Complementary to this component, the BD34352EKV-EVK-001 is an evaluation board centered around the BD34352EKV chip allowing for testing and demonstrations of high-resolution audio playback on high fidelity audio equipment.           

To position this D/A chip, ROHM says its goal is to continue to work towards extracting as much sound data as possible. That means advancing their products in order to deliver the best sound quality, processing, and peripheral power management for a wide range of applications in audio equipment development, according to the company.

Qualcomm’s Duo of Wireless Audio Platforms

While perhaps best known for its mobile-focused Snapdragon processors and wireless technology ICs, Qualcomm, announced two new audio platforms earlier this year with the goal of redefining the wireless listening experience.

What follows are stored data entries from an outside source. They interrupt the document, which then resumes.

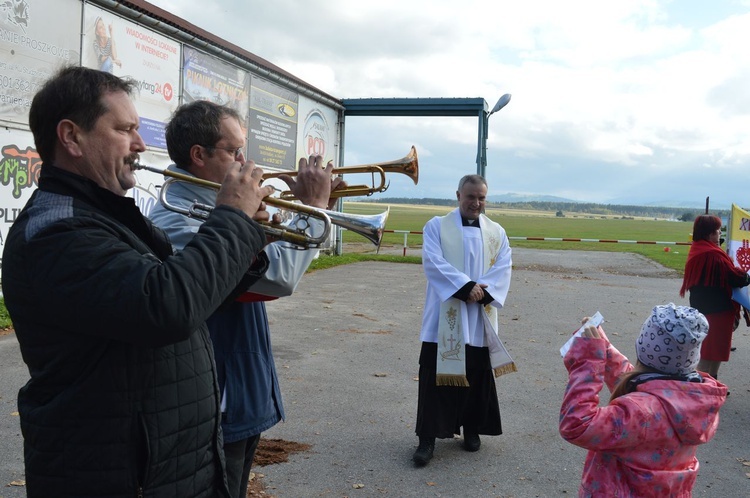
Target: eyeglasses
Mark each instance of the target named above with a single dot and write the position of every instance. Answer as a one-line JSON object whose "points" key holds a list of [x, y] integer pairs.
{"points": [[239, 151]]}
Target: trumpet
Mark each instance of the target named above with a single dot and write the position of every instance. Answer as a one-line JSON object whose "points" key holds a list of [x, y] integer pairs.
{"points": [[369, 226], [407, 165]]}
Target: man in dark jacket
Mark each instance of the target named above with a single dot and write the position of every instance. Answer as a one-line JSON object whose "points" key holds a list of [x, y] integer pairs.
{"points": [[123, 396], [204, 139]]}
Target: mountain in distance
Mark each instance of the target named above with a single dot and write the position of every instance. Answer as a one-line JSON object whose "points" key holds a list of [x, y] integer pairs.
{"points": [[620, 201]]}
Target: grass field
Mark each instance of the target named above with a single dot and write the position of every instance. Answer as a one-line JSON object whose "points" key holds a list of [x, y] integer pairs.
{"points": [[546, 224]]}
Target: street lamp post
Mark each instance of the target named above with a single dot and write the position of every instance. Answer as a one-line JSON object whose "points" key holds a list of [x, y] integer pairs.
{"points": [[484, 118]]}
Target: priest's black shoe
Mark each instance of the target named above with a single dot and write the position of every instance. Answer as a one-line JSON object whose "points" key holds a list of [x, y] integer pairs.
{"points": [[424, 451], [471, 441]]}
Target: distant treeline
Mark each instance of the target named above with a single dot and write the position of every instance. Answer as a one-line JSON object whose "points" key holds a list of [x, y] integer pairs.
{"points": [[561, 208]]}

According to the company, their S5 (QCC517x) and S3 (QCC307x) audio platforms are designed to be feature-packed, ultra-low-power wireless platforms optimized for the Snapdragon Sound technology using Bluetooth as well as the latest LE (Bluetooth Low Energy) wireless audio standards.

The Snapdragon S3 and S5 support high-quality Bluetooth audio. Image used courtesy of Qualcomm

The two new platforms support both a lossless 16-bit 44.1 kHz Bluetooth audio quality as well as a high resolution 24-bit 96 kHz Bluetooth audio quality. They also feature a 32 kHz wideband setting for crystal clear voice calls as well as stereo sound recording for gaming, streaming, and other types of audio capture. 

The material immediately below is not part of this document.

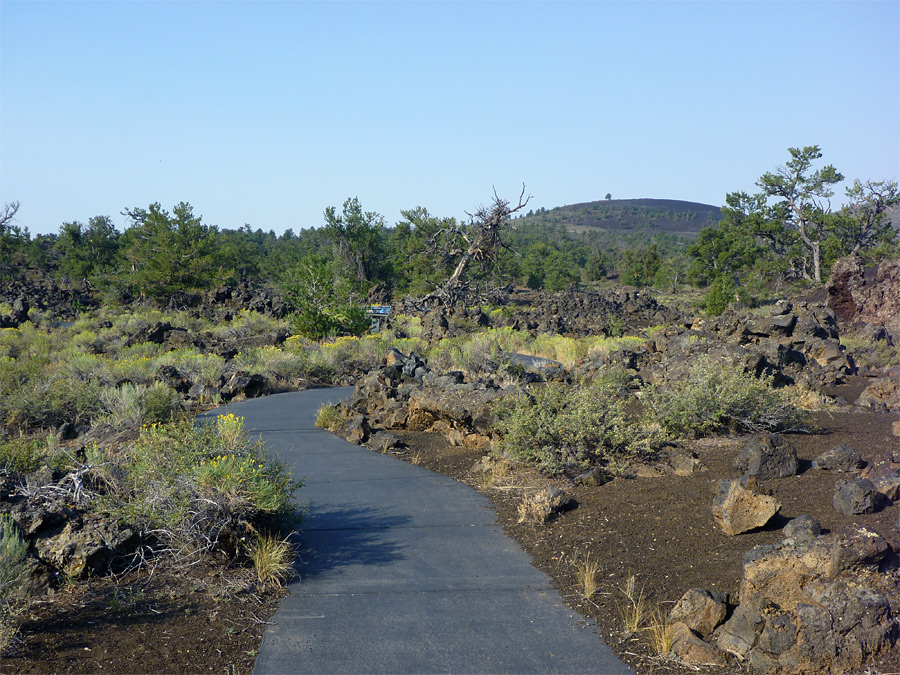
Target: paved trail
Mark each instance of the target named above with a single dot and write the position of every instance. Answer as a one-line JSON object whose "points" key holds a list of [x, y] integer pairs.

With 25% less latency compared to its predecessors and competitors, at only 68-ms audio and voice back times, these two platforms were designed for ultra-low latency in mind. Qualcomm’s new platforms will also have third-generation adaptive active noise canceling as well as natural leak-through capabilities targeting future generations of gamers and most importantly content creators. 

The two new platforms are capable of robust connectivity even in RF dense environments with multipoint Bluetooth for a seamless transition between audio sources optimized for low power integration of LE audio for both sharing and broadcasting of sound.

Backed up by years of experience in the area of wireless communications as well as digital processing, the company has a strong standing for launching these two new wireless audio platforms with sampling availability set to open sometime in the second half of 2022 to customers with commercial products.

A New Generation of Media Consumption

Until just a couple of years ago, removing the 3.5 mm audio jack in popular phone brands such as Apple was an unthinkable move, arguably a marketing mistake. Today, thanks to seamless and easy-to-use wireless connectivity and fast mobile Internet standards the landscape has changed. As a result, wireless speakers, earbuds, and headsets are the norm and make up a fairly large percentage of audio devices.

Streaming, broadcasting, and private voice-over-IP dominate a new generation of media consumption and communication, slowly phasing out older technologies while delivering the same level of quality—sometimes even exceeding in quality.

Feeding those engineering needs are companies such as STMicro, ROHM, and Qualcomm. They’ve enabled engineers to work on new ways to use each iteration of electronic components and incorporate them into their designs of networked devices with high fidelity audio and stable wireless connections.